To paraphrase radio personality Roman Mars, good design (and welding) is 99% invisible. You only notice when something goes wrong, and that’s a crying shame. April is National Welding Month! Welding and welders build the world around us in ways that are both obvious but also unexpected. Whether jewelry, cars, sculptures, bridges, airplanes, skyscrapers, or space stations, welding makes it possible and binds our society together.
The demand for skilled welders is so high that the government and companies are paying to teach workers how to weld. Welders are individuals who aren’t afraid to get their hands dirty, who are creative, detail oriented, and disciplined. Those that learn this indispensable skill have endless opportunity and can find careers in almost any industry.
To celebrate and commemorate the people who have built our world for centuries, we wanted to take a look back at the history of welding and also offer welding information at the bottom of the page.
Back in the day…
Humans have been joining metals by fusing them together for thousands of years. The ancient Greek historian Herotodus describes people welding metals 2,500 years ago. Welding techniques improved over the centuries, and the Middle Ages saw widespread advances in welding in the form of forge welding, which is a more technical way of saying “heating metal up and hitting it with a hammer until it fuses with other metal.”
It wasn’t until the 1800s electrical welding was discovered. Numerous engineers, primarily in the Russian Empire, experimented with forms of chemical and electrical welding. British chemist Edmund Davy discovered a crude form of acetylene welding in 1836, but it was almost 70 years later that somebody developed a practical version. It was Russian engineer Nikolay Benardos who invented the first modern and practical form of arc welding in 1881, and revolutionized the process.
What is it good for…
Demand for welding as well as technical innovations in welding skyrocketed during World War I. The combatant nations demanded more weapons and vehicles of higher quality and faster manufacture. With the end of the conflict, demand for welding continued to grow, this time for the domestic sector. The first all welded merchant vessel, M/S Carolinian, was launched in 1930. Then in 1932, Soviet scientist Konstantin Khrenov developed underwater arc welding.

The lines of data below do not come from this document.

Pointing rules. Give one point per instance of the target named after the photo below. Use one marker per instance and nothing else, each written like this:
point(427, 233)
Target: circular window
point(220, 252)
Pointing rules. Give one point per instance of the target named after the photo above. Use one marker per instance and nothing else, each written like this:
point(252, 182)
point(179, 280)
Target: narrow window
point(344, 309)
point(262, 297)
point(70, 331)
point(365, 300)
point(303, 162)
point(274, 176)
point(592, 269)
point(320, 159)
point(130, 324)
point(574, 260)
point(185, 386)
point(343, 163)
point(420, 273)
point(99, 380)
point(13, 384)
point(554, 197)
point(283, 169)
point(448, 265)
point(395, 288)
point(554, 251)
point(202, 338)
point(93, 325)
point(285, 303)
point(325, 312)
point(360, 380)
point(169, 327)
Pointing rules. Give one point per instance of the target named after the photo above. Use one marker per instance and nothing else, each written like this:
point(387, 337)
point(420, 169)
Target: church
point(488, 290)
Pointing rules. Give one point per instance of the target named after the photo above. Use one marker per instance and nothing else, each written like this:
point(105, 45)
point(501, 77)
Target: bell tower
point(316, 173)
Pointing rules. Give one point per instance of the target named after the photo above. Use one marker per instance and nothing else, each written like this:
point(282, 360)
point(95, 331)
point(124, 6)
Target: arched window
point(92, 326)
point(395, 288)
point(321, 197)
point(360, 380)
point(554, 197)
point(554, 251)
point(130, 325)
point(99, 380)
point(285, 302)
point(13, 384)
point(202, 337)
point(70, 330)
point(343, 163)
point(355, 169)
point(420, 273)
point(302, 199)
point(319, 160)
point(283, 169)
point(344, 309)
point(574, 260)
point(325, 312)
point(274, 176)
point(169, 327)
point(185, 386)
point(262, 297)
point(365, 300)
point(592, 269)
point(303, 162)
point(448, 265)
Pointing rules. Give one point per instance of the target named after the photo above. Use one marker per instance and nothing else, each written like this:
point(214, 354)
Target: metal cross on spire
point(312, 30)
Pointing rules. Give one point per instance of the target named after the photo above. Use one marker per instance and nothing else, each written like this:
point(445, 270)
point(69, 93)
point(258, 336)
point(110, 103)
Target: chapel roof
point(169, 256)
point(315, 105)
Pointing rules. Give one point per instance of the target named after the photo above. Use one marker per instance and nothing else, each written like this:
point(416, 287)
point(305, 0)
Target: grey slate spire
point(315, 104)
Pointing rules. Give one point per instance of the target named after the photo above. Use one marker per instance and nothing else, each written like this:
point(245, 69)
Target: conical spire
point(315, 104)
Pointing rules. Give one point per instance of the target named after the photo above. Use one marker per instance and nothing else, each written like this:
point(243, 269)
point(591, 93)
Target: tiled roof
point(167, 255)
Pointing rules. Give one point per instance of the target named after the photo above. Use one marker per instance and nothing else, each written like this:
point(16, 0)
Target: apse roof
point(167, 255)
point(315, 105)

The outbreak of World War II saw another massive increase in demand and innovation. It also revealed problems in the technology and techniques used. One of the more infamous examples is the early Liberty ships.
Of the 2,710 Liberties built, about 1,500 suffered significant fractures in the welds. In fact, 12 of the Liberties cracked completely in half and sank without warning. Typically this happened in the frigid and stormy waters of the North Atlantic.

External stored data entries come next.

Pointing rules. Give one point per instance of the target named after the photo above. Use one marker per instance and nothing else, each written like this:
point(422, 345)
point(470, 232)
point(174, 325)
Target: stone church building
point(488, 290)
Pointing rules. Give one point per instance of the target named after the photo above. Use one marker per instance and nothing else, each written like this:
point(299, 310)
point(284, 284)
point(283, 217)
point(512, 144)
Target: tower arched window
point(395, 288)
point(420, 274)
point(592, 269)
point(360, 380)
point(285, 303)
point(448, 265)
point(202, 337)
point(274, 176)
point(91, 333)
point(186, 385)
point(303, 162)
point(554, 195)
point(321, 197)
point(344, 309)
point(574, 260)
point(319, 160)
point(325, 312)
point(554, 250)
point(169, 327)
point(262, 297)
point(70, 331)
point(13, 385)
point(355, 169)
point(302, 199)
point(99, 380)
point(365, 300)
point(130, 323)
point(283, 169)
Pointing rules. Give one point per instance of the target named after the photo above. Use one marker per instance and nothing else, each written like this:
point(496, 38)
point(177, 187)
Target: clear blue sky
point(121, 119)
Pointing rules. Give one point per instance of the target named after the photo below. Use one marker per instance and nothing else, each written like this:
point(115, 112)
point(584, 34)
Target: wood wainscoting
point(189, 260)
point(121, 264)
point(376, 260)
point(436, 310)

Another example was the T2-class oil tankers. 533 were rushed into production during 1940-1945. They were found to be prone to weld cracking. 6 of the T2s cracked in half without warning and sank as well.

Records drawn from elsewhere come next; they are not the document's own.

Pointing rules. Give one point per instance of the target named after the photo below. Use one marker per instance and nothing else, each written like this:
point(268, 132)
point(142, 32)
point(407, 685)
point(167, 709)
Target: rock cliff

There is a 2016 movie called “The Finest Hours” about that. The film follows the true story of the US Coast Guard rescuing the crew from a T2 after it split in half during a cyclone in 1952.
But chemists and engineers learned from these accidents, and developed methods to ensure better welds which we still use today.
Things are looking down and up…
In the post-war world, welding continued to be crucial. Underwater welding has become much more widespread, whether to work on bridges, ships, submarines, pipelines, or oil rigs. Underwater welding is a demanding profession, and while there is high demand and often high pay, there is a reason. There has historically been, and continues to be, a high turnover for underwater welders.
On a related sidenote, one of the best schools for underwater welding in the world, the Divers Institute of Technology, is less than a mile down the road from our Seattle facility!
The continued growth of cities depended on welders and many of the techniques developed and refined over the first half of the century. Similarly, the recent and explosive growth of “supertall” (984 ft/300m or taller) and “megatall” (1,969 ft/600m or taller) has created huge global demand for welders as well as better techniques. To give you an idea of what I’m talking about regarding the growth of these buildings, consider the following: Of the 55 tallest buildings in the world, only 2, the Empire State building and Willis Tower, were built before 1990, 7 were built in the 1990s, and the remaining 46 were built after 2000. We could spend every day of National Welding Month just talking about the amazing skyscrapers welders build and there would be plenty to discuss.
To boldly go where no one has gone before…
Welding is also crucial in our efforts to explore the Final Frontier. Experiments with the viability of welding in vacuums and zero Gs were first conducted in 1969. Soviet cosmonauts G. Shonin and V. Kubasov of the Soyuz-6 mission did this historic first. They found that although the challenges of welding in space were great. But with the correct gear it is possible to make welds that are as good as those made on solid ground.
Welding is used to assemble spacecraft on the ground as well as in orbit. Even as we expand out beyond the safety of our pale blue dot, this skill remains crucial. The American Welding Society even has special courses for welding in outer space!
Welding has been crucial to human civilization for thousands of years. In that time it has gone from creating nails to launching spaceships. We hope that this little jaunt back through history has given you an appreciation for everything that welders do and mean for society. We also would like to extend our thanks to welders for everything that they do, and wish them continued success in building a brighter future for us all!